US20240365025 - PROGRAMMABLE EVENT OUTPUT PIXEL
BAE SYSTEMS Information and Electronic Systems Integration Inc
A neuromorphic focal plane array ROIC device for temporal and spatial synchronous and asynchronous image event processing comprising a plurality of pixels, each pixel comprising an input section comprising a Sample and Hold (SH) component; a low offset buffer/comparator section comprising a Switched Capacitor Filter (SCF); and a digital event output section comprising an analog pixel bus whereby temporal and spatial image data are synchronously and asynchronously processed.
This document appears to be a
patent application for a
neuromorphic focal plane array (FPA) Read Out Integrated Circuit (ROIC) designed for high-speed, low-power, event-based image processing. Below is an analysis of its
key points, innovations, and applications.
1. Purpose & Innovation
The disclosed invention improves
event-based image processing using
neuromorphic technology applied to
Focal Plane Arrays (FPA). The key innovations include:
- Spatio-temporal event detection: The system can detect changes in both time (temporal) and space (spatial) within an image.
- Neuromorphic processing: Uses principles inspired by biological neural networks to reduce power consumption and increase efficiency.
- High-speed, low-power design: Essential for applications where large amounts of image data must be processed quickly.
- Event-driven architecture: Unlike traditional image sensors that capture entire frames, this system only processes significant "events" (changes in a scene), reducing data bandwidth.
2. Technical Contributions
A. Neuromorphic FPA & Read-Out Integrated Circuit (ROIC)
- The FPA consists of pixels that receive and process electromagnetic radiation.
- A detector circuit in the analog detection layer processes pixel outputs.
- A digital event processing layer refines the event data.
B. Event Processing Mechanism
- Uses asynchronous logarithmic output and synchronous integrated signal output.
- Implements a threshold-based detection system, where a comparator compares pixel outputs to programmable thresholds.
- Includes a Switched Capacitor Filter (SCF) for offset calibration and spatial comparisons.
- Uses Buffered Direct Injection (BDI) for improved signal fidelity.
C. Pixel-Level Processing & Analog Bus (ABUS)

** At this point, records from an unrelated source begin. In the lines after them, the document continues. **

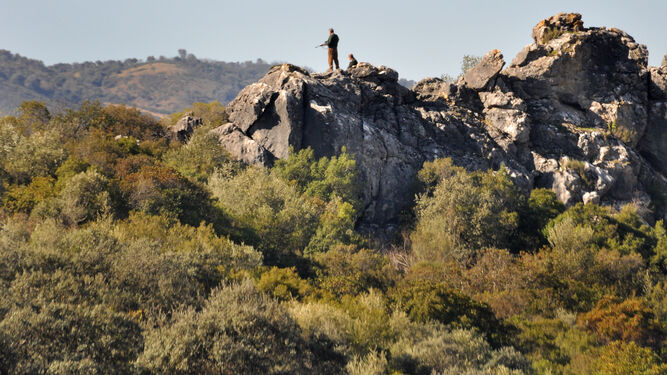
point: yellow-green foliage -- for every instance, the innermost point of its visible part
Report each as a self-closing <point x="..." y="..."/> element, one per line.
<point x="130" y="255"/>
<point x="460" y="212"/>
<point x="273" y="210"/>
<point x="213" y="114"/>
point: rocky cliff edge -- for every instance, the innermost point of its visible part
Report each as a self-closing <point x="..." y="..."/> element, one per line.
<point x="578" y="111"/>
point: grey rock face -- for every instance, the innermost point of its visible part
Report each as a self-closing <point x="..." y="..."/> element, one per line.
<point x="184" y="128"/>
<point x="572" y="113"/>
<point x="482" y="74"/>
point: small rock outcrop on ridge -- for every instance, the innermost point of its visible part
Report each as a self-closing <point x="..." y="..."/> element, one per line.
<point x="184" y="128"/>
<point x="578" y="111"/>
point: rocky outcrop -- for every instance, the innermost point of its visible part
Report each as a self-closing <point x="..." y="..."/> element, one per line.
<point x="481" y="76"/>
<point x="577" y="111"/>
<point x="183" y="129"/>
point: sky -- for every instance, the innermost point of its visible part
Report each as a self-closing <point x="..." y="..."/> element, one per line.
<point x="417" y="38"/>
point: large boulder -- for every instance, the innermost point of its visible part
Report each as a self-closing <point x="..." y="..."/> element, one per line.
<point x="485" y="71"/>
<point x="578" y="111"/>
<point x="390" y="132"/>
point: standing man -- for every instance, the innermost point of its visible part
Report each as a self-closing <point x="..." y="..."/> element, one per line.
<point x="353" y="61"/>
<point x="332" y="43"/>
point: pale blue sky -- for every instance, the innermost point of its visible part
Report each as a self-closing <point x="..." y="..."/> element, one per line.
<point x="417" y="38"/>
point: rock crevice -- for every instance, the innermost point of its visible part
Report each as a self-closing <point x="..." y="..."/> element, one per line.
<point x="576" y="97"/>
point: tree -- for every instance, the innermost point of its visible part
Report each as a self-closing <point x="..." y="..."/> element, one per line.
<point x="239" y="331"/>
<point x="459" y="212"/>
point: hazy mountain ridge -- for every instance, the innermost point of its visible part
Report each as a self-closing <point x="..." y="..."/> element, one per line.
<point x="160" y="86"/>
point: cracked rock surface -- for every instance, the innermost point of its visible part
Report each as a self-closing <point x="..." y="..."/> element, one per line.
<point x="576" y="97"/>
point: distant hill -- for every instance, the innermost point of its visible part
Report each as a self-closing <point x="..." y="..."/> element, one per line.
<point x="160" y="86"/>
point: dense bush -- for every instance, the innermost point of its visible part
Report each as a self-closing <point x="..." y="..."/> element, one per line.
<point x="121" y="252"/>
<point x="461" y="212"/>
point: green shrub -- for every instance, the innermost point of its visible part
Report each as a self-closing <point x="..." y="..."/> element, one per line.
<point x="280" y="219"/>
<point x="57" y="338"/>
<point x="238" y="331"/>
<point x="425" y="301"/>
<point x="200" y="157"/>
<point x="463" y="212"/>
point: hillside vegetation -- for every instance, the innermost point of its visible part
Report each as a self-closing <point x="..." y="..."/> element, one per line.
<point x="159" y="86"/>
<point x="134" y="255"/>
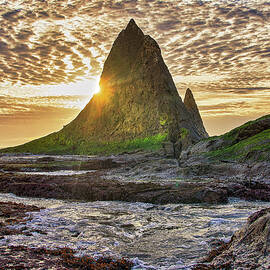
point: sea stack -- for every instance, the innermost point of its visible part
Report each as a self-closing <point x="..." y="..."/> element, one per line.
<point x="137" y="100"/>
<point x="138" y="97"/>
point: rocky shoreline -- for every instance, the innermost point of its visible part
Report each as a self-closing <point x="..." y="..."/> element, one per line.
<point x="138" y="177"/>
<point x="143" y="177"/>
<point x="22" y="257"/>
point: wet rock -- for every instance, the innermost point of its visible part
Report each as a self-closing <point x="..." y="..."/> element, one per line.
<point x="249" y="247"/>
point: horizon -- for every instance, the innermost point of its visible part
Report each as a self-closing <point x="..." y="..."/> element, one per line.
<point x="51" y="61"/>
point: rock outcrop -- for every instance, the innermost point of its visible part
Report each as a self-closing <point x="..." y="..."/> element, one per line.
<point x="249" y="247"/>
<point x="192" y="108"/>
<point x="138" y="99"/>
<point x="247" y="143"/>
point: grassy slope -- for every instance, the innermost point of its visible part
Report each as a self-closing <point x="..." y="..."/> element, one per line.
<point x="256" y="147"/>
<point x="57" y="144"/>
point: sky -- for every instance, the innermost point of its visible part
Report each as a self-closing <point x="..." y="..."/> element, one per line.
<point x="52" y="53"/>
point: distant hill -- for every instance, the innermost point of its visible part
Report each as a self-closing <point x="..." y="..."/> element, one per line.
<point x="248" y="142"/>
<point x="138" y="106"/>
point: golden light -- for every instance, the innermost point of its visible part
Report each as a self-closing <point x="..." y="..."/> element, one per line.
<point x="96" y="87"/>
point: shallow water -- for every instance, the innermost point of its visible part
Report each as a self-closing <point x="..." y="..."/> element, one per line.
<point x="160" y="237"/>
<point x="58" y="173"/>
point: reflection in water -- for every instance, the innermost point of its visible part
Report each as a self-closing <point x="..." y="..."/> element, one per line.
<point x="159" y="235"/>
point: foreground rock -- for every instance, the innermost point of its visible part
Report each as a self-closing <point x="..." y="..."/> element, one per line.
<point x="141" y="176"/>
<point x="249" y="247"/>
<point x="91" y="187"/>
<point x="22" y="257"/>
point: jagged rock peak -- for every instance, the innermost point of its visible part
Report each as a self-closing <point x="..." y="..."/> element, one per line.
<point x="191" y="106"/>
<point x="189" y="100"/>
<point x="131" y="26"/>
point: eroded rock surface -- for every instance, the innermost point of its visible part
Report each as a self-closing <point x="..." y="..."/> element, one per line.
<point x="249" y="247"/>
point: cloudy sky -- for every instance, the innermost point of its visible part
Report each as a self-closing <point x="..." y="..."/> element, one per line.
<point x="52" y="53"/>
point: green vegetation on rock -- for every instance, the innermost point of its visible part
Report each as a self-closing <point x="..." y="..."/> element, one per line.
<point x="250" y="141"/>
<point x="50" y="145"/>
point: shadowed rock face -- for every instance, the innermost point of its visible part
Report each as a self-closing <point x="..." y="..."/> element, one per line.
<point x="138" y="101"/>
<point x="192" y="108"/>
<point x="138" y="97"/>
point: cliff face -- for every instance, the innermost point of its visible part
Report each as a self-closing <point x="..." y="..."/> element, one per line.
<point x="138" y="96"/>
<point x="138" y="100"/>
<point x="193" y="110"/>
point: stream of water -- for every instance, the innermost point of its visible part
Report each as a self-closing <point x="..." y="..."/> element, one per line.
<point x="169" y="236"/>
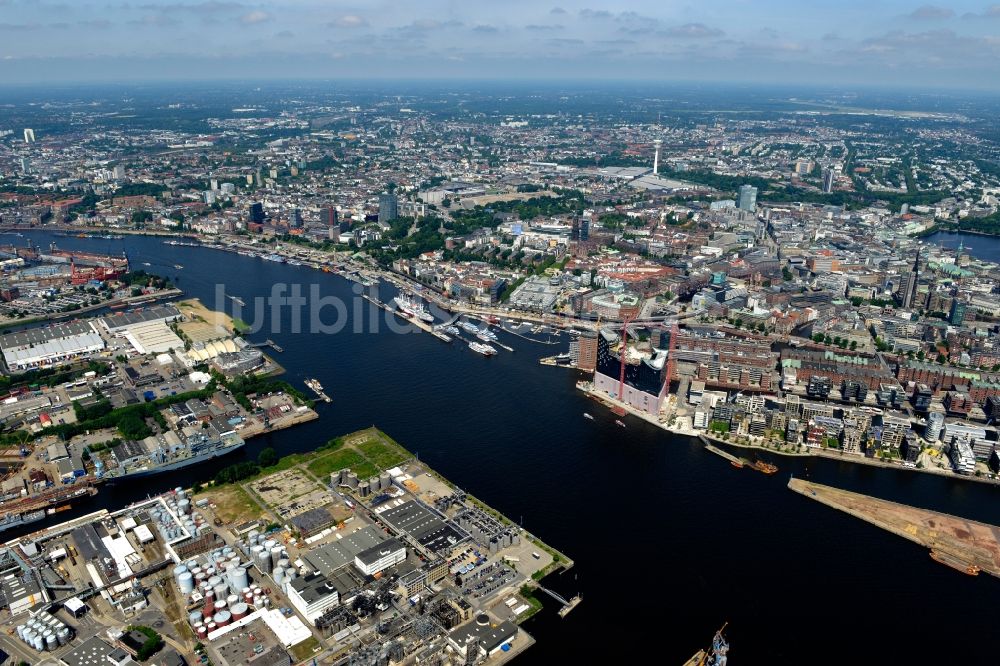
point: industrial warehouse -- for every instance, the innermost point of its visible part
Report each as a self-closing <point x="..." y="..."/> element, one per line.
<point x="400" y="568"/>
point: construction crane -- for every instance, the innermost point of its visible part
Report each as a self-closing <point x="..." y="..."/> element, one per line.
<point x="671" y="362"/>
<point x="621" y="370"/>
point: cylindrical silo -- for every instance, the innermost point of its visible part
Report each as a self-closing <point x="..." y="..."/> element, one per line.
<point x="239" y="610"/>
<point x="240" y="579"/>
<point x="263" y="560"/>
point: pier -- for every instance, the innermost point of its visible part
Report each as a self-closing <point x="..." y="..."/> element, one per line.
<point x="567" y="605"/>
<point x="719" y="452"/>
<point x="316" y="388"/>
<point x="422" y="325"/>
<point x="965" y="545"/>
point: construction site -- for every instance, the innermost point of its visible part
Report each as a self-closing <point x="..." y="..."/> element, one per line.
<point x="965" y="545"/>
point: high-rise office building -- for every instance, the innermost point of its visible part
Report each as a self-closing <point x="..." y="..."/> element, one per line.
<point x="747" y="199"/>
<point x="257" y="212"/>
<point x="388" y="209"/>
<point x="330" y="217"/>
<point x="828" y="179"/>
<point x="957" y="315"/>
<point x="587" y="351"/>
<point x="908" y="286"/>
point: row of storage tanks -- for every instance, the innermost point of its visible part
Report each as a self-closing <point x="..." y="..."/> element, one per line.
<point x="270" y="557"/>
<point x="224" y="583"/>
<point x="365" y="488"/>
<point x="178" y="504"/>
<point x="220" y="612"/>
<point x="44" y="632"/>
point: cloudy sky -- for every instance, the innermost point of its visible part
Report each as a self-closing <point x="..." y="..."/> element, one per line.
<point x="926" y="46"/>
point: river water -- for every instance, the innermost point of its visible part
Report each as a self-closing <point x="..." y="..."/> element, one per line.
<point x="669" y="541"/>
<point x="986" y="248"/>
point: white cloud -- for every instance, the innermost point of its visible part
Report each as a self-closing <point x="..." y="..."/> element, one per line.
<point x="350" y="21"/>
<point x="254" y="17"/>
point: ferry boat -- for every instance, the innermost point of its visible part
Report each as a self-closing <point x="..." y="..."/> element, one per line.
<point x="479" y="348"/>
<point x="413" y="307"/>
<point x="486" y="334"/>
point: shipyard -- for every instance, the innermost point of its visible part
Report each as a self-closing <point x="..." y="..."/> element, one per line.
<point x="354" y="553"/>
<point x="129" y="394"/>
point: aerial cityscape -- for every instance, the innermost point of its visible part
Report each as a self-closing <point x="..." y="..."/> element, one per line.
<point x="459" y="369"/>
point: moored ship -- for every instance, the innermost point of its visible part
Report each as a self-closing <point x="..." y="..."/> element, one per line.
<point x="413" y="308"/>
<point x="9" y="520"/>
<point x="143" y="458"/>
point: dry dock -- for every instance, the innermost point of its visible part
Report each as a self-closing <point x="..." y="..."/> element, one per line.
<point x="965" y="545"/>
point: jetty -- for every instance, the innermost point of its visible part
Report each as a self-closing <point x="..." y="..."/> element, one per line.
<point x="719" y="452"/>
<point x="965" y="545"/>
<point x="416" y="321"/>
<point x="268" y="343"/>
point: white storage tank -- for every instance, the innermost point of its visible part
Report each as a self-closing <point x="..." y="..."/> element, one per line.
<point x="239" y="578"/>
<point x="186" y="583"/>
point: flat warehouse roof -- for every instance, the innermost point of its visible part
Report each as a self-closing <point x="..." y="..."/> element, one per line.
<point x="139" y="316"/>
<point x="36" y="336"/>
<point x="337" y="554"/>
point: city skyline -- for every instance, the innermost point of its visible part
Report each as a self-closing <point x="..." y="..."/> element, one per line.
<point x="897" y="43"/>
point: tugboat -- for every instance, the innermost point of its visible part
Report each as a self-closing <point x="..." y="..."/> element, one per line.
<point x="765" y="467"/>
<point x="717" y="655"/>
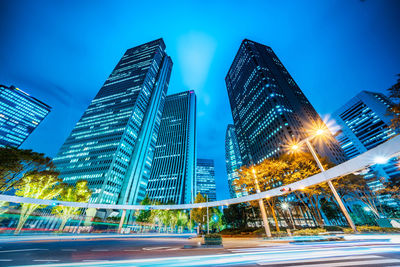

- Each pixel can process and share data with its neighbors via horizontal and vertical switches.
- This allows for distributed event detection and efficient tracking of changes.
- The ABUS enables pixels to communicate, transferring event data without needing full-frame readout.
D. Multi-Mode Operation
- Can switch between different processing modes based on real-time requirements.
- Features programmable sensitivity tuning for different operational scenarios.
3. Applications
The system is
suitable for a wide range of high-performance imaging tasks, including:
- Military & Defense
- Hypersonic detection and tracking (e.g., missile warning systems).
- Naval and aerospace surveillance (e.g., infrared threat detection).
- Industrial & Scientific
- Low-light imaging with reduced power consumption.
- Autonomous vehicle vision systems.
- Medical Imaging
- Could be adapted for high-speed medical diagnostics using neuromorphic vision.
4. Potential Impact
This technology represents a
significant leap forward in
neuromorphic imaging. By integrating
spatial and temporal event detection at the pixel level, it enables
faster, more efficient image processing while reducing
size, weight, and power (SWAP)—a critical factor in defense and aerospace applications.
Conclusion
This patent presents a
novel and sophisticated approach to
neuromorphic image processing, making it highly suitable for
high-speed, low-power, real-time event detection. The
combination of analog and digital processing layers,
adaptive pixel interactions, and
programmable thresholds makes it a
powerful tool for defense, surveillance, and advanced AI-driven imaging systems.
Note the digital neuromorphic processing layer
The US DARPA has selected three teams of researchers to develop event-based (neuromorphic) infrared (IR) camera technologies.
www.airforce-technology.com
FENCE programme manager Whitney Mason said: “Neuromorphic refers to silicon circuits that mimic brain operation; they offer sparse output, low latency, and high energy efficiency.
“Event-based cameras operate under these same principles when dealing with sparse scenes, but currently lack advanced ‘intelligence’ to perform more difficult perception and control tasks.”
Researchers from Raytheon, BAE, and Northrop will work to develop an asynchronous read-out integrated circuit (ROIC) with low-latency and a processing layer that integrates with the ROIC to detect relevant ‘spatial and temporal signals’.
According to DARPA, the ROIC and processing layer will jointly enable an integrated FENCE sensor to operate on less than 1.5W of power.
Mason added: “The goal is to develop a ‘smart’ sensor that can intelligently reduce the amount of information that is transmitted from the camera, narrowing down the data for consideration to only the most relevant pixels.”